À côté des groupes spécialisés dans l’approvisionnement et la distribution de l’eau en zones urbaines, d’autres acteurs participent à faciliter l‘accès à cette ressource vitale dans les campagnes. L’entreprise Saher (Société africaine d’hydraulique et d’énergie renouvelable), filiale de l’entreprise française Vergnet Hydro, travaille en Côte d’Ivoire depuis 1994.

Spécialisée dans l’hydraulique rurale, Saher exécute des contrats d’Etat. Elle a installé la majorité des pompes à motricité humaine dans les villages ivoiriens les plus reculés, mais elle est de plus en plus active en zone urbaine.

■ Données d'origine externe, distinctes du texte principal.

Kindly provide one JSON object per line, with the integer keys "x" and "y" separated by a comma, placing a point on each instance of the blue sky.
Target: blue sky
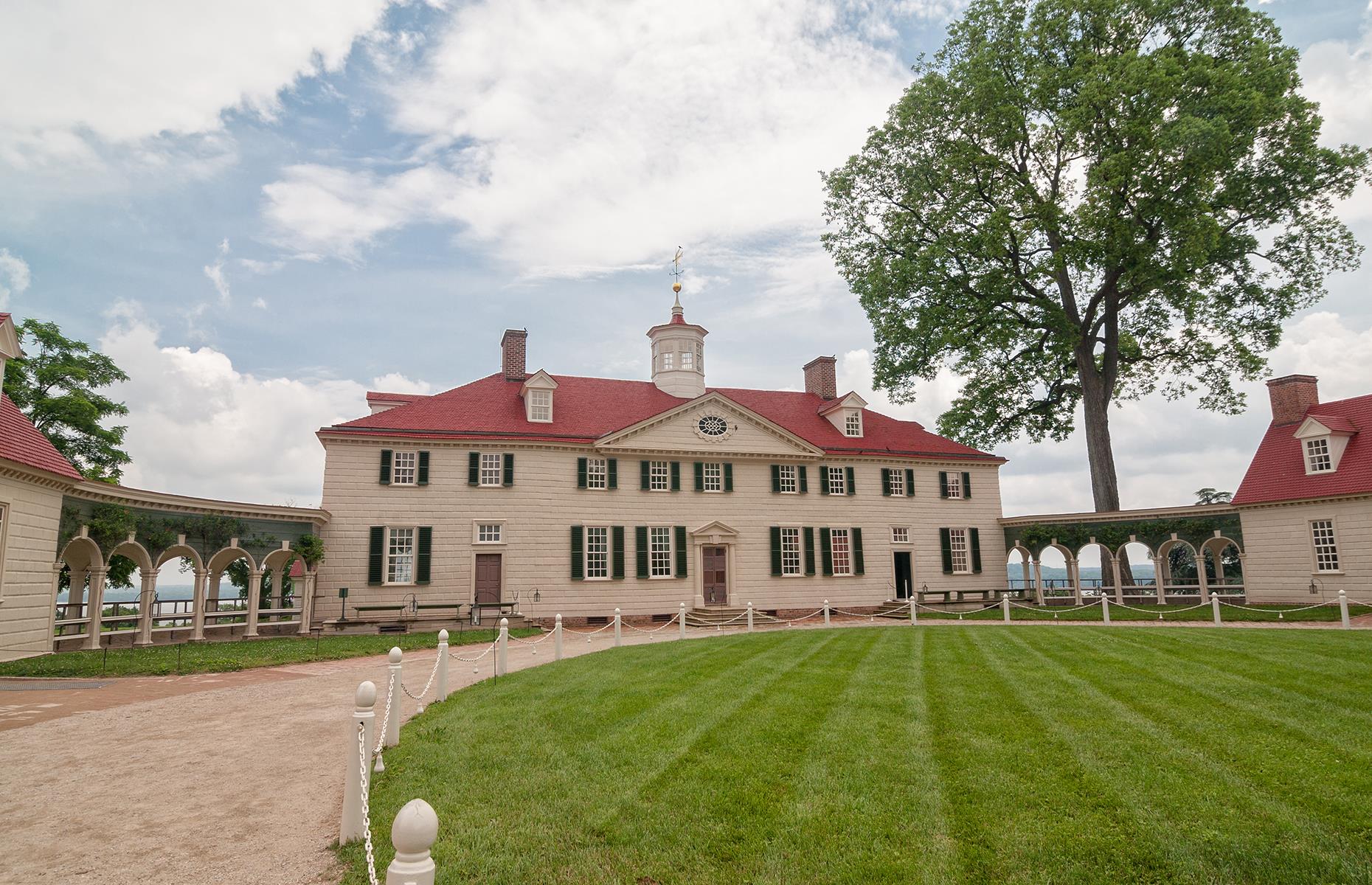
{"x": 261, "y": 210}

Nadim Charara, directeur de Saher : « On a démarré les activités dans l’adduction d’eau potable, c’est-à-dire qu’on installe aussi des réseaux d’adduction d’eau potable dans les villages de taille un peu plus grande. Certains réseaux fonctionnent sur pompage solaire et plus récemment, on intervient aussi de plus en plus souvent sur des chantiers de BTP ou sur des sites industriels, où on installe tous types de réseaux. Ça peut être des réseaux d’eau pluviale, d’eau usée, etc. »

Saher a ainsi obtenu le marché de la construction du réseau d’eau pluviale et de lutte contre l’incendie sur le 2e terminal à conteneurs du Port autonome d’Abidjan et son périmètre, qui devrait entrer en fonction en 2023.